Winner of the T.S. Eliot Prize and the Forward Prize for poetry, John Burnside's Black Cat Bone was lauded upon its publication in Britain in 2011. Four years later, Graywolf Press has brought this powerful collection of poems across the Atlantic, and it is well worth the wait.
In four sections, Burnside ruminates on the natural world, aging and the end of a marriage (perhaps the poet's own, though it's never clear). The language is quiet, as if the speaker is always removed from his feelings, or looking into a memory, even when describing acts of infidelity or lust (lines like "She's in an attic room/ with someone else,/ hands in her skirt and that/ dove sound caught in her throat" from "Moon Going Down" are elegiac as they portray betrayal). In many of the pieces, the landscape is covered in snow, and one can guess Burnside is usually trying to match the stillness of winter with his words.
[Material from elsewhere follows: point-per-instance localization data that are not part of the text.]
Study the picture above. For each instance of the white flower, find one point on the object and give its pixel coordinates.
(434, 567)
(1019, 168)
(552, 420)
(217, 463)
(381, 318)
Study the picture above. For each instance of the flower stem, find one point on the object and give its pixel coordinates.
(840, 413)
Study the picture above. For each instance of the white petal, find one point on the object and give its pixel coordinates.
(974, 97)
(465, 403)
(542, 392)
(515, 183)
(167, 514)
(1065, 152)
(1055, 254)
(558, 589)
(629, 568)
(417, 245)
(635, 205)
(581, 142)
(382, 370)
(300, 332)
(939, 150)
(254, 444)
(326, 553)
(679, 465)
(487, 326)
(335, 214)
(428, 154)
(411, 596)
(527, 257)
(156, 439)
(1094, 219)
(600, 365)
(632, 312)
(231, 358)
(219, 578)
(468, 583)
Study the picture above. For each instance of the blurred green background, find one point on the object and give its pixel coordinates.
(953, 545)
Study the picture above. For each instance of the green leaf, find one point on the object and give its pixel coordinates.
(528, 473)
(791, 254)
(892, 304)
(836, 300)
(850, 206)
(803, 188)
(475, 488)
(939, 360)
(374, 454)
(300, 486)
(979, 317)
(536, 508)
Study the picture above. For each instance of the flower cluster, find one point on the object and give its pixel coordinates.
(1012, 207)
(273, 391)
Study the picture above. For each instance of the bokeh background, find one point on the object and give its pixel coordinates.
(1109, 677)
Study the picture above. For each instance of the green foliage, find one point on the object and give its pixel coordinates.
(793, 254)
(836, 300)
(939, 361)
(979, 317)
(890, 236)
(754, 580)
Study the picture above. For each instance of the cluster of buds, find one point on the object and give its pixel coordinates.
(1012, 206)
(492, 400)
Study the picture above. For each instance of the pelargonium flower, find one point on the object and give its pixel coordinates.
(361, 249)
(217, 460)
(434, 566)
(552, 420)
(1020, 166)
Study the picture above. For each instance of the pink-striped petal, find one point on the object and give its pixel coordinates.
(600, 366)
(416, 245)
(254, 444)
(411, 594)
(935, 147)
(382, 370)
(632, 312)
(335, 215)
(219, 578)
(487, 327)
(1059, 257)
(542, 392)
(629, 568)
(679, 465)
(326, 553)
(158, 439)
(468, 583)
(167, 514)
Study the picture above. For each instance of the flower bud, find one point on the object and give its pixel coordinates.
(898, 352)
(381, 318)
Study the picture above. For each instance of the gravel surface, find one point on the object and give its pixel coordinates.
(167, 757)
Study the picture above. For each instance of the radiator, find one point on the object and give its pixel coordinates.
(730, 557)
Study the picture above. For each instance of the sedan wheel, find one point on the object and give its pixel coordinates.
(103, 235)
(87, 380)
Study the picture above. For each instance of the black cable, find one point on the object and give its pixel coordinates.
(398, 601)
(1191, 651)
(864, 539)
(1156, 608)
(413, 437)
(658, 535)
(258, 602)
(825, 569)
Even when the poems become fantastical, like the opening "The Fair Chase," where a fairy tale of a man tracks an animal that's "not quite discernible: a mouth, then eyes,/ then nothing," his voice and style remain firm, showing his complete control of language.
If there is anything to complain about in Black Cat Bone, it would be the repetition of images, though one cannot fault an artist for depicting certain aspects of life in variation, and this is apparent only when all the poems are read in a short period of time. --Noah Cruickshank, marketing manager, Open Books, Chicago, Ill.